Mad World by Tears for Fears. The original is incongruously, but 80s-friendly, upbeat. Gary Jules gave it the proper somber mood that the lyrics require and it became the anthem of Donnie Darko. Can it get more dark than that?
The 80s were full of them, actually. Blasphemous Rumours by Depeche Mode: 16-year-old girl commits suicide by wrist-slitting; 18-year-old girl hit by car, coma, then dies; song questions the mercy of God.
I know that I’m in the minority, but I prefer the original version. But yeah, it’s not a very happy song.
Good work. Surprised you missed “Smooth Criminal” which is about a woman being beaten bloody in her apartment.
I think “Smooth Criminal” is a really awesome song with a great video/dance to go along with it…that is ruined by too-serious lyrics.
The OP mentioned New Order - they (and their predecessor, Joy Division) have a lot to contribute to the thread:
Love Will Tear Us Apart - about a dissolving romantic relationship
Love Vigilantes - about a soldier coming home to find that his wife was told that he was killed in action
Perfect Kiss - about a psychotic friend, possibly armed, who dies on a night out with the narrator
1963 - about a friend of the narrator who is about to commit a murder/suicide
Hey Now What You Doing - about a nerdy kid who gets into drugs/guns
These are just the ones that I am clear on. Many of their songs have a somber tone - funereal, even, especially the first New Order album, Movement, which deals a lot with the death of Ian Curtis.

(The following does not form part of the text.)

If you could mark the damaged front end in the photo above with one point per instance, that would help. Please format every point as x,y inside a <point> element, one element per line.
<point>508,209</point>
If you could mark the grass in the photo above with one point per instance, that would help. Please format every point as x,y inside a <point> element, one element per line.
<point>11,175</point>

Coincidentally I was listening to Kesha’s terrific song “Cannibal” when I opened this thread. It is a metaphorical reference about eating boys up and spitting them out, but some of the lyrics are really pushing it:
Your little heart goes pitter-patter
I want your liver on a platter
and
Be too sweet and you’ll be a goner
Yep! I’ll pull a Jeffrey Dahmer
(Jeffrey Dahmer being a serial killer in Wisconsin about 15 years ago, for those who don’t know)
Shawn Colvin’s “Sunny Came Home” is about a woman torching her home.

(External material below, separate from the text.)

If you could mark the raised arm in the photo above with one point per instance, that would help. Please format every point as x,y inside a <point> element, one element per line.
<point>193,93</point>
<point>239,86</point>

Get the kids and bring a sweater
Dry is good and wind is better
Count the years you always knew it
Strike a match, go on and do it
As I was reading about it just now, Colvin’s website calls the song a murder-ballad. According to Wiki…

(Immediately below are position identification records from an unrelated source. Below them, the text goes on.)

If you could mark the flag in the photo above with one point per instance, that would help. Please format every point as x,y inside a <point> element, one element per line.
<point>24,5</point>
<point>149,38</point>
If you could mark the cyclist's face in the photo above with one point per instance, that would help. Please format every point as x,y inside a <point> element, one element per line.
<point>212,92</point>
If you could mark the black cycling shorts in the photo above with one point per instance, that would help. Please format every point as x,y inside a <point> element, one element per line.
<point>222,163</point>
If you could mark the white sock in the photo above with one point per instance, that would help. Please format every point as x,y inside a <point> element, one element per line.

I don’t know if Colvin means that the home was occupied with Sunny’s tormentor when she burns it down or if Colvin is just taking liberties with the term “murder-ballad”.
Good list of songs so far, and I just thought of another.
Poe - “Angry Johnny”
“Imagine” advocates atheism, anarchism, and communism–some people would consider that pretty dark…
In my defence, I posted at 3:10am.
10,000 Maniacs - What’s The Matter Here?
Paranoid, by Black Sabbath was a number 4 hit in Britain, and is much poppier in its sound than most of their work. I ends by advising the listeners to kill themselves.
Most of the songs on Elvis Costello’s early albums are about his impotence.